ひろゆき君は、北海道のほうに自分の知り合いがいて、そこで仕事を紹介してあげられるかもしれないから、北海道に逃げたらどうかと提案してくれた。
それを父に話すと、なんと嫌だと言ってきた。そしてこう続けた。
「お父さん、人に使われて働いたことがないんだ。だから、いまさら人の下について働くなんてできない」
私は心底「こいつバカなんじゃないの」と思った。
「あんたさ(もはやお父さんと呼ぶのをやめた)、自分の命と、そのくだらないプライド、どっちが大事なの」と私が言うと、父は「お父さんは、人の下で働くくらいだったら死んだほうがましだ」と答えた。
それで私は、父を助けるのをあきらめた。
「家のものをヤクザに取られないように」用心棒を雇う
ひと月くらいして、父の携帯電話が通じなくなり「ほんとうに死んだのか」と、わりと本気で心配した。父の実家の固定電話に電話をかけると通じて、何回かの呼び出しのあとに留守番電話になった。
「もしもし、ゆかです。何度かけても携帯が通じないから、心配になって電話しました」と、メッセージを残した。
すると、翌日、知らない番号から電話がかかってきて、出ると父だった。

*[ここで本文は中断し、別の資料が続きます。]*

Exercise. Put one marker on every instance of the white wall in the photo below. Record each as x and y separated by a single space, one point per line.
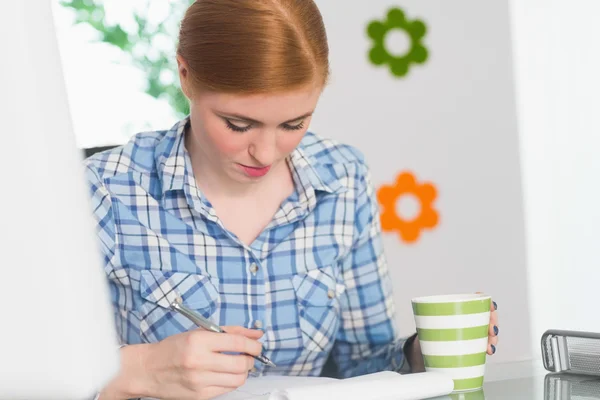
451 121
557 64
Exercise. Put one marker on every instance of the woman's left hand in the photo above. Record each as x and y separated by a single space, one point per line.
493 331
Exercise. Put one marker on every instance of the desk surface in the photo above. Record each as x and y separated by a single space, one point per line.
541 387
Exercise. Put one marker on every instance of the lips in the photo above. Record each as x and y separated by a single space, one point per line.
255 172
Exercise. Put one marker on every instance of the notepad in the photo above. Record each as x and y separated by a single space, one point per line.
384 385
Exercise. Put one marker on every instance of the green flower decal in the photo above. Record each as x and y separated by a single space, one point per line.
396 20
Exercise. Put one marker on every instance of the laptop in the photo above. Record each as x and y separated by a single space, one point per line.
57 332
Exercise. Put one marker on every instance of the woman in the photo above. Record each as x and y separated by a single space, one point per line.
243 216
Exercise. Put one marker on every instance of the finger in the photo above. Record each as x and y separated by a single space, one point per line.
214 391
218 342
224 380
232 364
492 346
493 330
494 318
240 330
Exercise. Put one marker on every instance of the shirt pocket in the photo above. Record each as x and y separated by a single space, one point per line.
159 289
317 295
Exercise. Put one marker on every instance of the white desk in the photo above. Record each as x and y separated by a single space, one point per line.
537 386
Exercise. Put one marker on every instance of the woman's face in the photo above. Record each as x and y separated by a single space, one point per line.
246 136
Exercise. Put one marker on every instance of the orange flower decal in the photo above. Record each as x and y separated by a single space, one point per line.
389 197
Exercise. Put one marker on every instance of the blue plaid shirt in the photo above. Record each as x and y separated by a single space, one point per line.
315 280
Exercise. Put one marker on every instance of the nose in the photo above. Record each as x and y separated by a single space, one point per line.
263 147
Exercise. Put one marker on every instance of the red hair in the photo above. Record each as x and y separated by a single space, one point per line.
254 46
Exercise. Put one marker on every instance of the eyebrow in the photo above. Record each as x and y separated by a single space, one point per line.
248 119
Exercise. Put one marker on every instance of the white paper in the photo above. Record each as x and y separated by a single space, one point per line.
385 385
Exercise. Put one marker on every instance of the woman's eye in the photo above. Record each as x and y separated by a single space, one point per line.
237 128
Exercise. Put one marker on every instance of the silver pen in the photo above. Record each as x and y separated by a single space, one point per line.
209 326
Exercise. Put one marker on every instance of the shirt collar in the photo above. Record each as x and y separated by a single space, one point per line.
172 158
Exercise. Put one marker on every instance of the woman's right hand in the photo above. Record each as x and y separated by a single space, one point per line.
188 365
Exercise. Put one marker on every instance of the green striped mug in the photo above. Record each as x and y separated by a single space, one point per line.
453 333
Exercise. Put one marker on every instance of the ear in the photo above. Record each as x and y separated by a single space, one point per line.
184 76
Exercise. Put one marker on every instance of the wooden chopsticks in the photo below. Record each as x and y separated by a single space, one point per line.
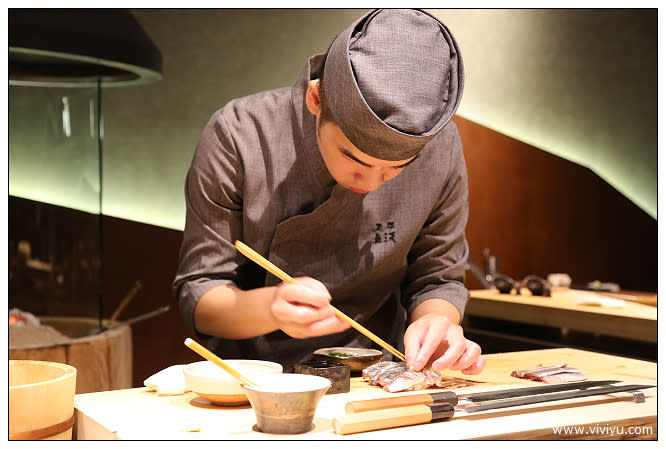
206 354
261 261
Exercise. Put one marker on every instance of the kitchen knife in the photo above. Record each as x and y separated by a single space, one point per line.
453 398
421 414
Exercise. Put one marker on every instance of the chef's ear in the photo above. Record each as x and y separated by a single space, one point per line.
312 97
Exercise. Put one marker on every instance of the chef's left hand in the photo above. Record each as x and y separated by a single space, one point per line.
434 338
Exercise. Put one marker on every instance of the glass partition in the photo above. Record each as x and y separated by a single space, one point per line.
54 222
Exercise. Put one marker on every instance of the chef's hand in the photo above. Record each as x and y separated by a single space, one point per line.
434 337
301 310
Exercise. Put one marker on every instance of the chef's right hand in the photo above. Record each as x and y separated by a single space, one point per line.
302 310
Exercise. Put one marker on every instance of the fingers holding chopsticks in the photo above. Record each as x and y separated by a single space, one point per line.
302 310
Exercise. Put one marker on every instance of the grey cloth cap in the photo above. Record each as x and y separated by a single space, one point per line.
393 80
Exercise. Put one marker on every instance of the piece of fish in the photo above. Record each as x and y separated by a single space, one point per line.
388 372
395 376
552 374
368 372
407 380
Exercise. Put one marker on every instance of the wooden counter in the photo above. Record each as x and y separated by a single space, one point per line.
138 414
634 320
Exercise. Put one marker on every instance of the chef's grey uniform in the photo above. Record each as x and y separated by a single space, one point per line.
257 176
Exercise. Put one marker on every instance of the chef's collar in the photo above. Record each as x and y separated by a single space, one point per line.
393 80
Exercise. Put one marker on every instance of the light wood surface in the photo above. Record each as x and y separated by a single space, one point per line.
633 320
138 414
103 361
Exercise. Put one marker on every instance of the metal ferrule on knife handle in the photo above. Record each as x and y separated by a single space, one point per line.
452 398
550 397
424 413
401 401
391 417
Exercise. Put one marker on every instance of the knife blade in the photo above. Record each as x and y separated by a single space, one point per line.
453 398
425 413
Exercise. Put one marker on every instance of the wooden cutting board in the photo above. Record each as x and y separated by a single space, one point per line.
137 414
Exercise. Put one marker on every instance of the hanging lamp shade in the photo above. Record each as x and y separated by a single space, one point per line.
75 47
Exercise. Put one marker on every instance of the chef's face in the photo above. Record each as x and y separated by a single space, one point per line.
349 166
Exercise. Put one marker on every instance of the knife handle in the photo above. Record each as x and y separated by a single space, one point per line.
390 418
400 401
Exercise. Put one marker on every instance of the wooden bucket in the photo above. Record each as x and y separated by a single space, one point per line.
41 400
103 361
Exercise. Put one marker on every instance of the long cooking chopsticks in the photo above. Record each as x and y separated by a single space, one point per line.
206 354
261 261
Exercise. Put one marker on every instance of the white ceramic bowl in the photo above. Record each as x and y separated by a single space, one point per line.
219 387
286 403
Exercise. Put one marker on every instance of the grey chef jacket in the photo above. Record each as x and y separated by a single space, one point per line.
257 176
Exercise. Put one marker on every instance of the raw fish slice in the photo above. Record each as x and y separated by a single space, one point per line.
388 377
387 373
433 378
368 372
408 380
564 377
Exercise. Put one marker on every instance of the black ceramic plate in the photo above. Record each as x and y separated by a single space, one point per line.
356 358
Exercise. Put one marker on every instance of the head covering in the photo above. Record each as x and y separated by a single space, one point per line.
393 80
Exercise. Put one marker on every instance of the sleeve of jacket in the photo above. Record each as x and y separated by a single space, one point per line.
213 220
438 257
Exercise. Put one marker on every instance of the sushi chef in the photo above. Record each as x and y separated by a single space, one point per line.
353 181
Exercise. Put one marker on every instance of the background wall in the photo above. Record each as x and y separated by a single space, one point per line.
580 84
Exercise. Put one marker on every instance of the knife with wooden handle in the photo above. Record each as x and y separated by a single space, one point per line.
421 414
453 398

そして、例のヤクザから逃げるために、友人の家で匿ってもらっていることを聞かされた。
「私が留守電に残したメッセージは聞いたの?」と私がたずねると、驚愕の事実を告げてきた。
「家のものをヤクザに取られないように、あの家にはいま、用心棒を置いてるんだ。留守電のことは、そいつから聞いたから大丈夫」
「え……」
と言ったまま私は言葉を失った。
結局自分の生家は守れず、生活保護暮らし
「大丈夫。ヤクザに対抗するために、お父さんもちゃんとその筋の人を連れてきたんだ」
ぜんぜん、大丈夫じゃないんですけど。
私は黙ったまま「その筋の人」が、息をひそめて私の留守電を聞いている様子を想像して身震いした。
その後父は、そこまでして守りたかった自分の生まれ育った家を守ることができず、けっきょく家は売られてしまった。そして、生活保護を受けて暮らした。